Life is outrageous. Life is unbelievable. Life is drudgery. Life can be all of those things and more.
Story is the outrageous and unbelievable without the drudgery, without the breakfast cereal, the ‘hello, how are you this morning,’ and ‘how does your garden grow?’ unless, of course, the cereal is laced with arsenic, the hello is from a serial killer or the garden hides a body. In other words, unless they are vital to the telling of your story.
Keep your story moving. Match the pace to the story. Don’t slow it with unnecessary words, beautiful though they may be, if they don’t progress the story, they don’t belong in it.

Strip every sentence

A great writer is that way by intention. Each word is carefully selected to create just the right mood and atmosphere. Clarity and ambiguity are never left to chance but are by deliberate choice.
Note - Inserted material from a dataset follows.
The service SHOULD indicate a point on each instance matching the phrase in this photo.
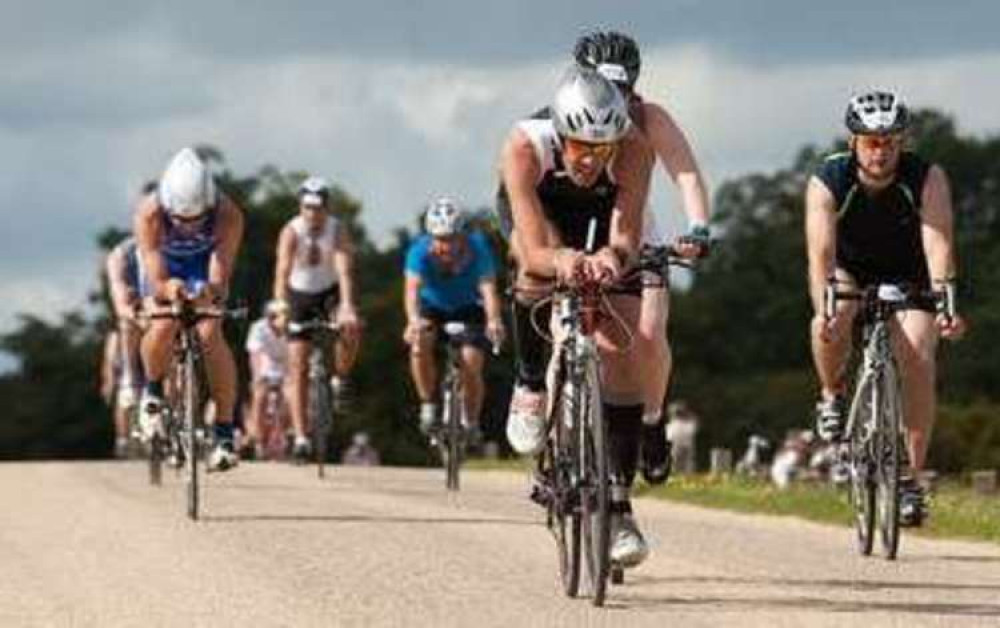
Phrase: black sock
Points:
(624, 428)
(531, 349)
Weed out the unnecessary, the showy, the waffling and the cutesy words and phrases which cloud the issue skies and leave only the best.
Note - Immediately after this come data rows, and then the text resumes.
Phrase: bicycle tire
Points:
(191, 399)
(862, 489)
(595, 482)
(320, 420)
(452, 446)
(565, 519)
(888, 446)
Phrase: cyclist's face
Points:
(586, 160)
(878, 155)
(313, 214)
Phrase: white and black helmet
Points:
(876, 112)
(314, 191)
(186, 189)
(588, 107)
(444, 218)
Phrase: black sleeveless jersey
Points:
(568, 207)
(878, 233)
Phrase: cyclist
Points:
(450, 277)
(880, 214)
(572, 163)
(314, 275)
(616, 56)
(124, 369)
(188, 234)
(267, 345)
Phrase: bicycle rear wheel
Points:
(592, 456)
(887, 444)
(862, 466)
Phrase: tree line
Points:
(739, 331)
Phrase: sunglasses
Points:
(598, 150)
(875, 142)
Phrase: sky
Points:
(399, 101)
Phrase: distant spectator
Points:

Make every word earn its place in your manuscript, preferably with more than one reason for its particular use over another, more general, less specific word. The choice of sound, sense and sensitivity are chosen with the reader in mind rather than the writer. Less show, more beauty.


Listen to what you write

One of the easiest and most effective revision methods must be to read your words aloud. Should you stumble over the words, if they don’t have a pleasing rhythm, cadence and flow, mark them and go back to them.
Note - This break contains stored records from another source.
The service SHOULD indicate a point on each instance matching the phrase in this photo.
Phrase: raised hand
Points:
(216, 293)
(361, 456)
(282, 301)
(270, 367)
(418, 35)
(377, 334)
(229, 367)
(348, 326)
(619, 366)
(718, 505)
Anywhere there is an awkward clunkiness, where the mood of the words is not as you intended, if they don’t touch the heart as you envisioned when you drafted them, go back and look at them with a critical eye rewording the passage.

Develop a more sensitive ear by reading great writing, listening to the words and the music they create in your mind.

For more information: https://www.writermag.com/improve-your-writing/poetry/writing-rhythm/

Words are alive

Emerson was reportedly speaking of Michel de Montaigne, a sixteenth-century Frenchman and his literary idol. “The sincerity and marrow of the man reaches to his sentences. I know not anywhere the book that seems less written. It is the language of conversation transferred to a book. Cut these words, and they would bleed; they are vascular and alive. One has the same pleasure in it that we have in listening to the necessary speech of men about their work, when any unusual circumstance give momentary importance to the dialogue.”

A great writer appears on the page in a voice as individual and distinctive as his or her thoughts. Relax into your voice. Be your unique self, open your heart and let your voice shine.

Make it clearer and closer

Have you ever become so immersed in a book that you became oblivious to everything else? Has a story grabbed you and not let go until you got to ‘The End’? Reality recedes when you dive deep enough to live in a story world, hearing, seeing, feeling and smelling it as if it is happening to you. Storytelling like this will bring readers back to your books.

Especially in romantic fiction, deepening point of view is effective for pulling your reader so far in that they feel as if they experience the story. Look for anything which could obscure or put distance between the reader and the story.